What Kendall writes about the branches of the federal government being based on what Carey called “the original design”  is true; yet this understanding of Congress no longer corresponds to the politics of our time. Today’s Congress is full of cultural radicals and would-be revolutionaries who are trying to push through both houses a bill to federalize elections without safeguards against fraud. Another bill would make the District of Columbia and Puerto Rico into (presumably perpetual Democratic) states, while other measures intend to punish Trump voters as a right-wing threat. Democrats are promoting these plans with very slim majorities, which they may lose in the next congressional election.

Meanwhile, leftist law professors are urging Congress to exercise its power to quash Supreme Court decisions that are not radical enough in their support of late-term abortion. Congress has also been urged to annul judicial decisions intended to thwart its attempt to seize more power in a constitutionally dubious fashion.

Certainly, one finds here little evidence of the “deliberate sense” that Kendall associated with congressional deliberations. Does this mean, however, that he was wrong in how he conceptualized the role of Congress in a virtuous republic? My answer is: definitely not. There is a vast difference between how the American government was intended to run in the late 18th century and how it now functions.

Like Carey’s writings on the design for an American constitution, Kendall is calling attention to how the federal government was meant to operate. Neither offers a description of Biden’s America, in which transgendered and lesbian candidates have recently been promoted with unanimous bipartisan senatorial support to high positions in the Department of Defense.

Kendall’s counter-arguments to an American political founding based on the doctrine of equality and individual expressive rights have contributed significantly to discourse on the “Old Right.” They are carefully developed and presented with great verve and extensive learning, and I among others have turned to these counter-arguments many times. Yet Kendall’s argument about the “great derailment” after the Civil War is somewhat problematic.
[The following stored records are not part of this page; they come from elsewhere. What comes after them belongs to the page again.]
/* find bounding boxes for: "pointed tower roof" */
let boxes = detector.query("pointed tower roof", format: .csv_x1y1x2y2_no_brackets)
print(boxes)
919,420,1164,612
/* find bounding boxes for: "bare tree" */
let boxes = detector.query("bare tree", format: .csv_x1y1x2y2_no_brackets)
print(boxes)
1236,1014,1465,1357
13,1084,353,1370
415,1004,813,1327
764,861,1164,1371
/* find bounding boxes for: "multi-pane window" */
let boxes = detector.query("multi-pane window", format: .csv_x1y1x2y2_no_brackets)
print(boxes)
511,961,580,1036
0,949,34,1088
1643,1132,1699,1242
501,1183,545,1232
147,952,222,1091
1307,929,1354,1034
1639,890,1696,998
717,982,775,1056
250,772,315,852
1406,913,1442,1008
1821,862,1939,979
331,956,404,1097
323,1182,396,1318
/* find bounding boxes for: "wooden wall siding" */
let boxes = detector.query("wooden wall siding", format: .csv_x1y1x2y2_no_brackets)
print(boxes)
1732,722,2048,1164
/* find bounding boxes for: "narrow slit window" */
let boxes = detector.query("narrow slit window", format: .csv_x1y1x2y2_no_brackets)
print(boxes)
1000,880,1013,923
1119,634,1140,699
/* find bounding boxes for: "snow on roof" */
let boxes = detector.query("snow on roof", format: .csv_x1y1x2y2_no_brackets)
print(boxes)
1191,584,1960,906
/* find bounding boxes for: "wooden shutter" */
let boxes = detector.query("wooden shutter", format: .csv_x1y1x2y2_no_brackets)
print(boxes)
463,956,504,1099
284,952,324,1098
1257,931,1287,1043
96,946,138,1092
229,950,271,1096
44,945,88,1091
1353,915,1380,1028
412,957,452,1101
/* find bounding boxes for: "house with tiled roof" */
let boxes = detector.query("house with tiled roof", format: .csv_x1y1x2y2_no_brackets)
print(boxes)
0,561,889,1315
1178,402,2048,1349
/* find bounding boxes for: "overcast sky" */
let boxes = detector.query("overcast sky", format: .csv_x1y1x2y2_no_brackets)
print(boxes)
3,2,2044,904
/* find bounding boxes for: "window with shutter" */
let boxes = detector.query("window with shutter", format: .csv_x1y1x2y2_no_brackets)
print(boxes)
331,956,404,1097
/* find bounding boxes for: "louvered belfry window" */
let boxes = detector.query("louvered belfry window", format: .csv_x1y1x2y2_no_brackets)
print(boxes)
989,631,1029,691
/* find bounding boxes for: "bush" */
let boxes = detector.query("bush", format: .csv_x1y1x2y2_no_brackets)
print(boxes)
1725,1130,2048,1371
One would not learn a great deal about contemporary British politics from reading such historical classics as Lewis Namier’s The Structure of Politics at the Accession of George III or J.C.D. Clark’s English Society 1660-1832. The reason is not that such studies do not deal exhaustively with England in an earlier period. It is rather that the political and cultural world that these works describe in detail has changed significantly since the ages about which their authors are writing.

Similarly, the virtuous society and its constitutional order evoked by Kendall and Carey relate to an America that no longer exists, except in historical records or as a distant memory. It may have been fading into the past at the time this book was written, but it still was something that he hoped to see return.

It also throws light on how a leading American conservative thinker understood his own age. That age had still not turned into the present, but looked quite different from the virtuous republic given to deliberation that Kendall holds up as a model.